Inderdaad weet een docent dat hopelijk inderdaad zelf, maar waar moet die kennis dan vandaan komen? Voor een deel uiteraard uit de eigen ervaring van de docent: niets is zo leerzaam als iets nieuws uitproberen in je werkgroep en er dan achter komen dat die groepsopdracht die je bedacht had niet goed uit de verf kwam doordat de helft van de groep meeliftte met de andere helft. Maar het is ook een langzaam en pijnlijk proces. Trial-and-error is leerzaam, maar ook vaak niet erg efficiënt.
Wetenschap heeft dus wel degelijk een relatie met doceren. Er is namelijk een forse kennisbasis aan wetenschappelijk onderwijsonderzoek die docenten kunnen gebruiken bij het doceren. Onderwijswetenschappers en onderwijspsychologen hebben theorieën ontwikkeld en empirisch getoetst die benut kunnen worden bij het ontwikkelen en geven van onderwijs. Zo weten we uit onderwijsonderzoek dat bijvoorbeeld het geregeld formatief toetsen, zelfs in de vorm van meerkeuzetoetsen, het leerproces van studenten enorm kan stimuleren. Het is gemakkelijk voor te stellen hoe dergelijke wetenschappelijke kennis door docenten benut kan worden, door studenten geregeld te confronteren met toetsen over het cursusmateriaal. Dit komt gelukkig expliciet terug in Richtlijn Onderwijs van onze universiteit.

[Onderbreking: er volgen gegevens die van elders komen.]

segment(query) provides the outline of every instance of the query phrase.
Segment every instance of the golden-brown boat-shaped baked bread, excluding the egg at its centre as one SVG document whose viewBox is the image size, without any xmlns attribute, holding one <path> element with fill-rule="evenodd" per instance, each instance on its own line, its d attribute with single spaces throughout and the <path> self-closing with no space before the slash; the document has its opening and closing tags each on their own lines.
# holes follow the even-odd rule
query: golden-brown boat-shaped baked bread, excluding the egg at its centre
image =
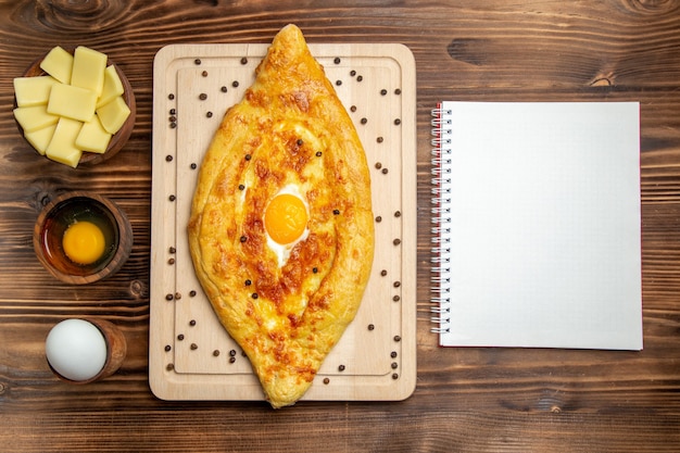
<svg viewBox="0 0 680 453">
<path fill-rule="evenodd" d="M 203 159 L 188 225 L 197 276 L 274 407 L 293 404 L 358 310 L 374 226 L 366 156 L 298 27 L 275 37 Z M 263 213 L 284 187 L 308 234 L 284 264 Z"/>
</svg>

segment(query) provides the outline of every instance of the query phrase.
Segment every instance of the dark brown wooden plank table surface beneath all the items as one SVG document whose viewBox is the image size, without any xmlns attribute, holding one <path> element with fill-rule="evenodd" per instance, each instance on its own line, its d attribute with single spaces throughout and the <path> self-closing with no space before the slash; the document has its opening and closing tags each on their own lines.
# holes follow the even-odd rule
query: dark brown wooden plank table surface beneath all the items
<svg viewBox="0 0 680 453">
<path fill-rule="evenodd" d="M 0 2 L 0 450 L 680 451 L 680 2 L 677 0 L 37 0 Z M 417 343 L 403 402 L 164 402 L 148 383 L 152 63 L 168 43 L 268 42 L 287 23 L 310 42 L 401 42 L 417 64 Z M 54 45 L 109 53 L 137 123 L 105 164 L 35 154 L 12 117 L 12 78 Z M 644 351 L 440 349 L 429 328 L 430 110 L 441 99 L 639 101 Z M 135 231 L 113 278 L 53 279 L 32 247 L 65 190 L 116 200 Z M 45 338 L 97 316 L 128 354 L 103 381 L 52 375 Z"/>
</svg>

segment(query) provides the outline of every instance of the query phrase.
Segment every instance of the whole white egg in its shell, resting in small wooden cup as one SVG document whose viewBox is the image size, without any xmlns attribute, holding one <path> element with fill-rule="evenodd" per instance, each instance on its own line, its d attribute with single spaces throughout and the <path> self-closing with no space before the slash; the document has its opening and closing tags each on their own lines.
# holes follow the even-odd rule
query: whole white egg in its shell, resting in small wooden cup
<svg viewBox="0 0 680 453">
<path fill-rule="evenodd" d="M 62 320 L 47 336 L 45 353 L 52 368 L 70 380 L 88 380 L 106 362 L 102 332 L 84 319 Z"/>
</svg>

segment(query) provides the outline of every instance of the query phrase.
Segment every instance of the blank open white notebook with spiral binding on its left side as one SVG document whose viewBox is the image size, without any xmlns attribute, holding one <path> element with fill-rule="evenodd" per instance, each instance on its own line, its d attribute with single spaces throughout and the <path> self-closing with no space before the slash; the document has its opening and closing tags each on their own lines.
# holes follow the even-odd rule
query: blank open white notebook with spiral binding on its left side
<svg viewBox="0 0 680 453">
<path fill-rule="evenodd" d="M 438 105 L 441 345 L 642 349 L 639 112 L 637 102 Z"/>
</svg>

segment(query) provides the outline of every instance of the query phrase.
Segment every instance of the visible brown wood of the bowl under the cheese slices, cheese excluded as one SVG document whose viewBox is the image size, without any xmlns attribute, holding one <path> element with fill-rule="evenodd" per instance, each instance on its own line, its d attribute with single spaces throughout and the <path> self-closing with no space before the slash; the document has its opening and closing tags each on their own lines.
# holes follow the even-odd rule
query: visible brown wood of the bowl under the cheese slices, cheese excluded
<svg viewBox="0 0 680 453">
<path fill-rule="evenodd" d="M 71 54 L 73 54 L 74 52 L 74 49 L 64 49 L 64 50 L 66 50 Z M 42 59 L 47 56 L 48 53 L 49 51 L 45 52 L 42 55 L 36 59 L 28 66 L 28 68 L 26 68 L 23 76 L 24 77 L 37 77 L 37 76 L 47 75 L 47 73 L 42 71 L 42 68 L 40 67 L 40 63 L 42 62 Z M 116 73 L 118 74 L 118 77 L 121 77 L 121 83 L 123 84 L 123 89 L 124 89 L 123 99 L 125 100 L 125 103 L 127 104 L 127 106 L 130 109 L 130 115 L 125 121 L 125 124 L 123 124 L 123 127 L 121 127 L 121 129 L 111 137 L 109 147 L 106 147 L 106 152 L 99 154 L 96 152 L 85 151 L 83 152 L 83 155 L 80 156 L 80 161 L 78 165 L 98 164 L 100 162 L 108 161 L 109 159 L 116 155 L 117 152 L 123 149 L 127 140 L 130 138 L 130 134 L 133 133 L 133 128 L 135 127 L 135 119 L 137 117 L 137 101 L 135 99 L 135 92 L 133 91 L 133 87 L 129 80 L 127 79 L 127 77 L 125 76 L 125 74 L 123 74 L 123 71 L 115 63 L 113 63 L 111 59 L 109 59 L 106 64 L 108 65 L 113 64 L 113 66 L 116 70 Z M 14 108 L 16 108 L 16 99 L 14 99 Z M 24 129 L 18 123 L 16 123 L 16 127 L 18 128 L 18 131 L 23 137 Z"/>
</svg>

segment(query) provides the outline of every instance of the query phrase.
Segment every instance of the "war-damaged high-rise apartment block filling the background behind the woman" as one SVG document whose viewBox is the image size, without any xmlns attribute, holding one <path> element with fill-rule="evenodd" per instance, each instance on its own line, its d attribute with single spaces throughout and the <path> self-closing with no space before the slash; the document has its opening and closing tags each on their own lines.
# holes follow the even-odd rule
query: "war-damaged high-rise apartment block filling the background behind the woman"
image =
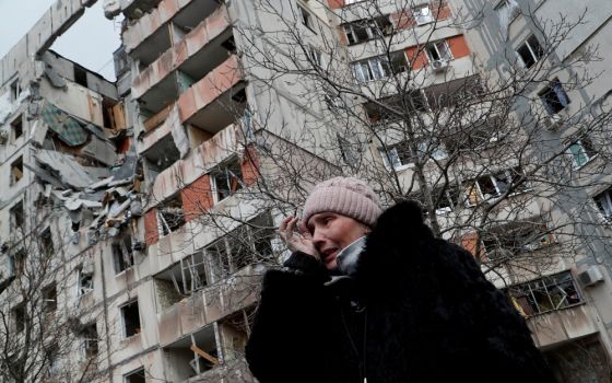
<svg viewBox="0 0 612 383">
<path fill-rule="evenodd" d="M 0 61 L 2 380 L 254 382 L 275 227 L 339 174 L 422 201 L 560 382 L 610 379 L 607 1 L 105 0 L 116 81 L 51 49 L 95 2 Z"/>
</svg>

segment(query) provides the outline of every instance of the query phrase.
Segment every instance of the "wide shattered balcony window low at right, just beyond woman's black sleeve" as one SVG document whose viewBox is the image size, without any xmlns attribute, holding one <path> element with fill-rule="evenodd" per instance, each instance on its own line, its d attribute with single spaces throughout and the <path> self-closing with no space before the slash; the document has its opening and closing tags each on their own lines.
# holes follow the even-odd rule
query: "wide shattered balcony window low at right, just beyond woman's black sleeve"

Een tweede kanttekening die ik wil plaatsen bij Kennedy’s uitspraak is dat deze – mogelijk onbedoeld – suggereert dat doceren iets is wat je niet zou kunnen leren. Door doceren als een kunst te bestempelen, wek je ook de suggestie dat het een ‘gave’ is. Sommige mensen hebben dan het natuurlijke vermogen om goed te kunnen doceren; anderen niet. Ik denk dat dat pertinent onjuist is. Goede docenten ontwikkelen zich en veel oefening gekoppeld aan instructie en reflectie baart ook in het doceren kunst: deliberate practice wordt dat genoemd. Talent speelt uiteraard een rol, maar er is meer nodig dan dat om een goed docent te zijn. Goede docenten nemen ook kennis van de kennisbasis die geboden wordt door onderwijsonderzoek.
Gelukkig lijkt de Universiteit Utrecht dat ook te beseffen door de aandacht die zij besteedt aan het professionaliseren van docenten, middels BKO, SKO, het faciliteren van het de TAAU en leergangen voor docenten georganiseerd door het Center for Excellence in University Teaching.
Dus ja, laten we minder meten en méér vertrouwen, maar laten we ons ook realiseren dat doceren géén gave of een kunst is, maar iets wat onze blijvende aandacht en belangstelling verdient. Continue aandacht voor de professionaliteit van docenten, de ontwikkeling van docenten aanmoedigen en kennisdeling tussen docenten stimuleren, zoals gebeurt tijdens de Onderwijsparade, lijken me een mooie manier om het vertrouwen te vergroten.